Havana in about 1993
Fidel Castro has died. A man who took the word to the very brink of nuclear war and left his nation largely impoverished. The last leader of the cold war years of the 1960s.
While he has been praised by many, the Cuban people that have exiled themselves in Miami are celebrating. A good indication of the oppression suffered by so many under Castro’s dictatorship.
Late on the evening of November 25th in Havana, Cuba’s president, Raúl Castro, announced that his elder brother, Fidel, “commander-in-chief- of the Cuban revolution”, had died at the age of 90.
Castro’s death will be marked by nine days of official mourning in Cuba.
His admirers praise how he led Cuba in defying the United States for decades. He put Cuba on the world stage. He lived through ten American Presidents. He survived numerous assassination attempts by the Americans.
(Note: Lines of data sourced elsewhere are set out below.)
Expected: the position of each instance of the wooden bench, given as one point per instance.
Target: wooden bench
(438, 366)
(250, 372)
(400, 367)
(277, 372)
There were genuine achievements in health care and education, but his communist rule impoverished the island and deprived generations of Cubans of freedoms and opportunities.
Castro had stepped down from Cuba’s presidency when he was taken ill in 2006. Since then Raúl Castro has cautiously begun to reform the island’s limited economy.
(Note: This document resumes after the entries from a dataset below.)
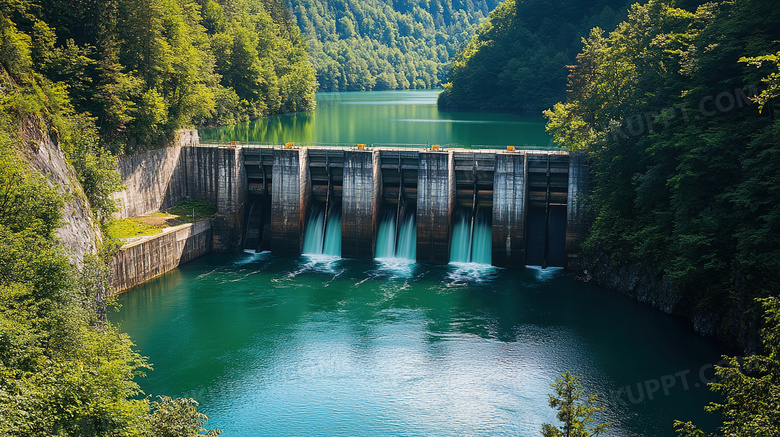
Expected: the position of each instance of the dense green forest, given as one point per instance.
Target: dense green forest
(517, 59)
(386, 44)
(685, 164)
(144, 68)
(96, 77)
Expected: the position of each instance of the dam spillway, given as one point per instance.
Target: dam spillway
(527, 203)
(506, 208)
But in his last years Fidel Castro made no secret of his distaste of the rapprochement with the United States and Mr Obama’s visit to Cuba in March.
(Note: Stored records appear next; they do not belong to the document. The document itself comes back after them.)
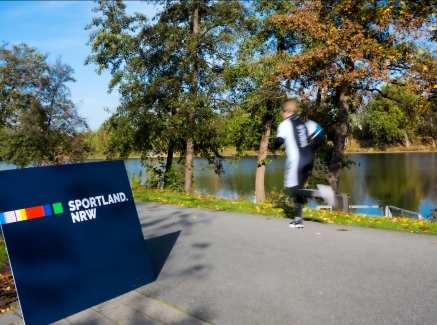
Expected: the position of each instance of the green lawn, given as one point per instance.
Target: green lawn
(3, 255)
(284, 211)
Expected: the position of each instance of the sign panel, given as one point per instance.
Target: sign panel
(73, 237)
Fidel’s departure removes the biggest single obstacle to change in Cuba. With the decline of the Soviet Union and of its support for Cuba the economy struggled in the 1990s supported by the growth of tourism, from everywhere except the USA.
More recently the economy was propped up by subsidies from Venezuela, mainly in the form of near-free oil. With the collapse of Venezuela’s economy, that aid has been cut.
Castro’s departure may be the start of a more open debate in Cuba about the island’s future. That would be welcome.